Regression Based Prediction of Roblox Game Popularity Using Extreme Gradient Boosting with Hyperparameter Optimization
DOI:
https://doi.org/10.52436/1.jutif.2026.7.1.5648Keywords:
Game Analytics, Hyperparameter Tuning, Machine Learning, Popularity Prediction, Roblox, XGBoostAbstract
The rapid growth of the digital gaming industry has increased the importance of predicting game popularity on user-generated content platforms such as Roblox, where diverse games and highly variable user engagement patterns create challenges in modeling long-term popularity trends. This study aims to develop a regression-based popularity prediction model using the Extreme Gradient Boosting (XGBoost) algorithm based on user interaction indicators, including visits, likes, dislikes, favorites, and active players. To investigate the effect of model optimization, hyperparameter tuning is performed using GridSearchCV. Model performance is evaluated using Mean Absolute Error (MAE), Mean Squared Error (MSE), Root Mean Squared Error (RMSE), and the Coefficient of Determination (R²). Experimental results show that the baseline XGBoost model achieves an R² value of 80.74%, indicating strong capability in capturing non-linear popularity patterns. However, the optimized model yields a lower R² value of 77.71%, accompanied by slight increases in prediction error metrics, revealing that hyperparameter optimization does not always improve performance for highly skewed popularity data. Feature importance analysis further indicates that interaction-based attributes, particularly likes and dislikes, are the most influential predictors.

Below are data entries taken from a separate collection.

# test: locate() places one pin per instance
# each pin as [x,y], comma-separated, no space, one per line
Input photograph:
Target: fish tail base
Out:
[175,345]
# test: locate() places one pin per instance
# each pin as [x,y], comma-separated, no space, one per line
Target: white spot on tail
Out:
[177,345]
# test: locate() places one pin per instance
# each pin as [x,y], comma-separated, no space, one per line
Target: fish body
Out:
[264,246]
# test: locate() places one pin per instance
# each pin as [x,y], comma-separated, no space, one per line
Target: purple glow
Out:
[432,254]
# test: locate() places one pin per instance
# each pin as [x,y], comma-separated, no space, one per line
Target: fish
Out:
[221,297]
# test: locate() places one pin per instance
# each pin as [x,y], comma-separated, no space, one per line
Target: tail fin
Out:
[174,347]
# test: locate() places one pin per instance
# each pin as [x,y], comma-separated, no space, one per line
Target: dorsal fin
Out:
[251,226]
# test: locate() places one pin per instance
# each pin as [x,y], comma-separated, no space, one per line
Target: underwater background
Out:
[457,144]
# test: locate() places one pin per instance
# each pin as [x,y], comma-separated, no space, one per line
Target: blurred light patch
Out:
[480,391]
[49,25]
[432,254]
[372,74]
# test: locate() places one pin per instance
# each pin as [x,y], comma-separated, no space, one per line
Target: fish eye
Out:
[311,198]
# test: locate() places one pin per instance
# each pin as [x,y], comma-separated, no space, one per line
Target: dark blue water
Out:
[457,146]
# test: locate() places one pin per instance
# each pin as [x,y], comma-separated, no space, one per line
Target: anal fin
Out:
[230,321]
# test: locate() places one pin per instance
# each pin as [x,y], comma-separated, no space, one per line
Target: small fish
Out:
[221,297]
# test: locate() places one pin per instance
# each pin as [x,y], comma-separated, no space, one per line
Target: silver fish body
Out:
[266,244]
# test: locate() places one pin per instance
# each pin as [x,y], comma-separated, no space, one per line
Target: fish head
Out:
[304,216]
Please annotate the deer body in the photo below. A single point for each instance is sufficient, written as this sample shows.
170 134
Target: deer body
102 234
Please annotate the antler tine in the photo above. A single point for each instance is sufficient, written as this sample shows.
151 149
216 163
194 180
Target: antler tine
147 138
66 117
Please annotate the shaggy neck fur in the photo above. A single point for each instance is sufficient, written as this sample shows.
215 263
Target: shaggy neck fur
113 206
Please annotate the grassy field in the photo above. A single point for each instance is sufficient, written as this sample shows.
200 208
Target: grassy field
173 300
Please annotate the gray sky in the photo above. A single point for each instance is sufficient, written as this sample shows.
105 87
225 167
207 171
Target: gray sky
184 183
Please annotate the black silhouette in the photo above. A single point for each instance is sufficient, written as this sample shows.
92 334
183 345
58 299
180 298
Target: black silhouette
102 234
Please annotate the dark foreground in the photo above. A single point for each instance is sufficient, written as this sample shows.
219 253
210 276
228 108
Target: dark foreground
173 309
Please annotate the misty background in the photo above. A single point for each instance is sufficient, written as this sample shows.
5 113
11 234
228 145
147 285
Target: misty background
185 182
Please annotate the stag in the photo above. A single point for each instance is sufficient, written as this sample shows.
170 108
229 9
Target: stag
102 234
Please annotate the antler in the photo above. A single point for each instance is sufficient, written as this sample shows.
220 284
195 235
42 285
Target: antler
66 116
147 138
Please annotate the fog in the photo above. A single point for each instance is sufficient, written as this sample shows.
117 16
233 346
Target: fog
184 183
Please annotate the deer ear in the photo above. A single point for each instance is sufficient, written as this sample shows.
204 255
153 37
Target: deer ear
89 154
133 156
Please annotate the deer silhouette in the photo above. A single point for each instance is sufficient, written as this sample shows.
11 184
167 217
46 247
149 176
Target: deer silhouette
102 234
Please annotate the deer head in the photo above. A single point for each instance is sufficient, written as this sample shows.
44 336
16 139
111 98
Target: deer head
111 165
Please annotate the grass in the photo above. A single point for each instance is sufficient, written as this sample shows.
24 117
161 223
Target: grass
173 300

These findings provide an important contribution to Informatics research by demonstrating the effectiveness of ensemble regression models for digital entertainment analytics while highlighting the need for critical evaluation of optimization strategies rather than assuming universal performance gains.
Downloads
References
Y. Liu, H. Duan, and W. Cai, “User-Generated Content and Editors in Games: A Comprehensive Survey,” Dec. 2024, doi: https://doi.org/10.48550/arXiv.2412.13743.
D. Yi, “Predicting the Popularity Level of Roblox Games Using Gameplay and Metadata Features with Machine Learning Models,” International Journal for Applied Information Management, vol. 5, no. 1, pp. 30–42, Apr. 2025, doi: 10.47738/ijaim.v5i1.97.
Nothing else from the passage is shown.